S i fuera estudiante de Ciencias Políticas, me cuidaría mucho de seguir lecciones de ciertos politólogos de Podemos. Y si fuera candidato electoral gastaría los ahorros en cualquier cosa menos en una encuesta de pago. Como disto años-luz de ambas hipótesis, prefiero aludir a un vicio cotidiano, que es leer, escuchar y ver todos los informativos de prensa, radio y televisión compatibles en tiempo con otras obligaciones. La hiperexposición de los líderes podemitas, tontamente imitada por los demás, ha descarado sus contradicciones, su tacticismo mendaz y el desmadre de la política-espectáculo que engendra escepticismo y hastío.

La profunda reflexión en que están sumidos los cerebros de Podemos para explicarse la pérdida de un millón de votos en tan solo seis meses no tiene otras claves que el craso error de sus dogmas teoréticos sobre la realidad española, el amateurismo de los sondeos propios o ajenos y el desgaste de su literatura, su voz y su imagen en el desenfrenado sprint presencial. Este decurso amaga declive hasta el nivel de los juguetes rotos si no cambian de estrategia, comenzando quizás por el reemplazo de Pablo Iglesias, el más buscado, el más exagerado y a la larga el más ingenuo creyente en los trucos ilusionistas que divierten a las audiencias pero no las convencen.

Porque está clara la necesidad de una izquierda moderna que equilibre los abusos neoliberales y se comporte como alternativa de gobierno más allá del núcleo militante.

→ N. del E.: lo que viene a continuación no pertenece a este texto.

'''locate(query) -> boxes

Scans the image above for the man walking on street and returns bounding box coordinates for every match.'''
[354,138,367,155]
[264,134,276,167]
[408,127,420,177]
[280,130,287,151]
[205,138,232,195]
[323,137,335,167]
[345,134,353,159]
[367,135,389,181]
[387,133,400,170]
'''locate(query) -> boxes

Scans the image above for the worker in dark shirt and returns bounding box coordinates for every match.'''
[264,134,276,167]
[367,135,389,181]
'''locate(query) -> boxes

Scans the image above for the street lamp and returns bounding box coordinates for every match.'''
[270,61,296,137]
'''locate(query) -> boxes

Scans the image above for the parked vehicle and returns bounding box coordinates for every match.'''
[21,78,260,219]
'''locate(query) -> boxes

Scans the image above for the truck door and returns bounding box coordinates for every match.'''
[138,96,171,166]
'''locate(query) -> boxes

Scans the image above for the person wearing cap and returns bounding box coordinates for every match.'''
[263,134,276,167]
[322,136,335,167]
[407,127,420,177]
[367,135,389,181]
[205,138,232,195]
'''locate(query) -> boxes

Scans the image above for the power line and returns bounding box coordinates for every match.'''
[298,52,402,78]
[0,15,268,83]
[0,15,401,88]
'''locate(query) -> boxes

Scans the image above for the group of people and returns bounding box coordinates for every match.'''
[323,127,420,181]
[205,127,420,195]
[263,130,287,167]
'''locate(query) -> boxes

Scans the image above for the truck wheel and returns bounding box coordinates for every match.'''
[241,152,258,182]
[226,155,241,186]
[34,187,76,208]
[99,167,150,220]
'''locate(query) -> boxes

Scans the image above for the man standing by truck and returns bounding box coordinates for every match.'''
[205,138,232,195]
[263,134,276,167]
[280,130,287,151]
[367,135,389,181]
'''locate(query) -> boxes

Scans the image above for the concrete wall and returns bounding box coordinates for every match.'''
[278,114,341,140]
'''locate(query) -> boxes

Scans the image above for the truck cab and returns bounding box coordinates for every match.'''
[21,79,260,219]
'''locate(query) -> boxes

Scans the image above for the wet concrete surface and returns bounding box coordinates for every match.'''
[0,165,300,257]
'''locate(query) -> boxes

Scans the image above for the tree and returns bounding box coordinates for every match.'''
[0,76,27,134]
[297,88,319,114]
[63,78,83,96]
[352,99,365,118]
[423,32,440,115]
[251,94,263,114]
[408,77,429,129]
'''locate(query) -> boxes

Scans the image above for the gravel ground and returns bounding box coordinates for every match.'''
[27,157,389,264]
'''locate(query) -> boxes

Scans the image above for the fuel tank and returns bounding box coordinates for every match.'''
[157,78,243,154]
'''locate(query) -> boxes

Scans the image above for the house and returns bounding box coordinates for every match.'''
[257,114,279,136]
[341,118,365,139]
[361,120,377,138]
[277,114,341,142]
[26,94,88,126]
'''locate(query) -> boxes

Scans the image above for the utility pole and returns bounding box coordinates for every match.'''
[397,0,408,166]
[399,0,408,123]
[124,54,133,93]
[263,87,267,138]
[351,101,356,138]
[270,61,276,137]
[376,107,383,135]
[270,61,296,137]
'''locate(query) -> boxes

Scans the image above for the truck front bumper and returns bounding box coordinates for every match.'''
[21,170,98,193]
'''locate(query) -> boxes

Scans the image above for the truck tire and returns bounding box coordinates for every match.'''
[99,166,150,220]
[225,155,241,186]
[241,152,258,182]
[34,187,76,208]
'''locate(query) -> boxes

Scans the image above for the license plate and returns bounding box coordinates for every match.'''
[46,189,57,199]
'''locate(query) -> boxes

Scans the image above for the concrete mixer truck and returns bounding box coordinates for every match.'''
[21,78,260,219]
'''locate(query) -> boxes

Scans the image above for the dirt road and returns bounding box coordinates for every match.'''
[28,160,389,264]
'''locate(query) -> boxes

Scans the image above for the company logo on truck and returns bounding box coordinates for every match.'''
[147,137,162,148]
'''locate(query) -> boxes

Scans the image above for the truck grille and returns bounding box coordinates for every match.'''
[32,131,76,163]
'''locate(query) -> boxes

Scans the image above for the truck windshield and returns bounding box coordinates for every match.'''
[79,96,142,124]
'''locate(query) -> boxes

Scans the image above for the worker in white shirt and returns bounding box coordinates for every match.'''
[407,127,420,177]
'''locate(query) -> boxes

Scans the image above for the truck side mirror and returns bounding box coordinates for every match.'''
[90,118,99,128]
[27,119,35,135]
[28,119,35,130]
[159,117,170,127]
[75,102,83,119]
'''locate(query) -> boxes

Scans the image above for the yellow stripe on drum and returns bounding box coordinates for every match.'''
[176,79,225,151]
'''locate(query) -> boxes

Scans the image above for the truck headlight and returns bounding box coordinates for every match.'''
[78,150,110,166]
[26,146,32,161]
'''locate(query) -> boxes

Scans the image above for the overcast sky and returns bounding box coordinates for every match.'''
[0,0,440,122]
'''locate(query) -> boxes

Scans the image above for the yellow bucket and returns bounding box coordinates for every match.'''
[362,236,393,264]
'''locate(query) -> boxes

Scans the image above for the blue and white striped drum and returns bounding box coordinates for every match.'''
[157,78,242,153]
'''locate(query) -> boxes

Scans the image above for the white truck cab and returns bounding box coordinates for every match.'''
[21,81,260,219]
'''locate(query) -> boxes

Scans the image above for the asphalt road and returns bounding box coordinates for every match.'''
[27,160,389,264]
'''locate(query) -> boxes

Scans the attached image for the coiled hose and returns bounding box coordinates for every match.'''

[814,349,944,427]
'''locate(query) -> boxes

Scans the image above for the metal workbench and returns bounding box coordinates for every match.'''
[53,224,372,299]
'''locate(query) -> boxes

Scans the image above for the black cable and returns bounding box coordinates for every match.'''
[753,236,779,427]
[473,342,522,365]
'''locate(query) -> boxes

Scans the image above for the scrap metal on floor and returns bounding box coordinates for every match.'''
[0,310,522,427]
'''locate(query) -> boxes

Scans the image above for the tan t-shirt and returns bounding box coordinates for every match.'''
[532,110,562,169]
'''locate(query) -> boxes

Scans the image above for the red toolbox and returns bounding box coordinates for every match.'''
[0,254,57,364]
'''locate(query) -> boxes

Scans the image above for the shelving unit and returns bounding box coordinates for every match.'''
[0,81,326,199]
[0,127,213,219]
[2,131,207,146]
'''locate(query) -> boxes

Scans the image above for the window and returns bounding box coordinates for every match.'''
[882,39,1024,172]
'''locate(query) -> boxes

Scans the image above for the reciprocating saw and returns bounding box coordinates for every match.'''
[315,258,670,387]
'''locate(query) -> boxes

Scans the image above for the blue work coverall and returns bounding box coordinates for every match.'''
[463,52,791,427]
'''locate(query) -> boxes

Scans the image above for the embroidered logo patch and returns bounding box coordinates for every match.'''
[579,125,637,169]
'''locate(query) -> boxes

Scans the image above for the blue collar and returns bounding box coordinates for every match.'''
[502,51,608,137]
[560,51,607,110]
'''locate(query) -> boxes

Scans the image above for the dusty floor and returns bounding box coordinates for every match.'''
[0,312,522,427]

Que desprecie sin ambigüedades las democracias herederas del tronado comunismo. Que depure los mensajes verbales y gestuales vinculados a un triste pasado del mundo. Que verifique sin guiños equívocos la entente „no fagocitadora„ con un centroizquierda de inspiración europea, como es el español. Y que se olvide de las jaimitadas del más listo de la clase, que siembran recelo en el entorno sociológico más o menos afín.

Por ahora no es descartable un pacto de cambio y progreso en el gobierno del país. Pero el centroizquierda socialista no se lo cree ni jarto de vino. Y aún está por ver si, en el mapa del nuevo Congreso, resignan las confluencias su derecho a la autonomía grupal. Manuela Carmena no quiso aparecer en el cartel de la sonrisa, en el que sí iba Ada Colau. Es un síntoma.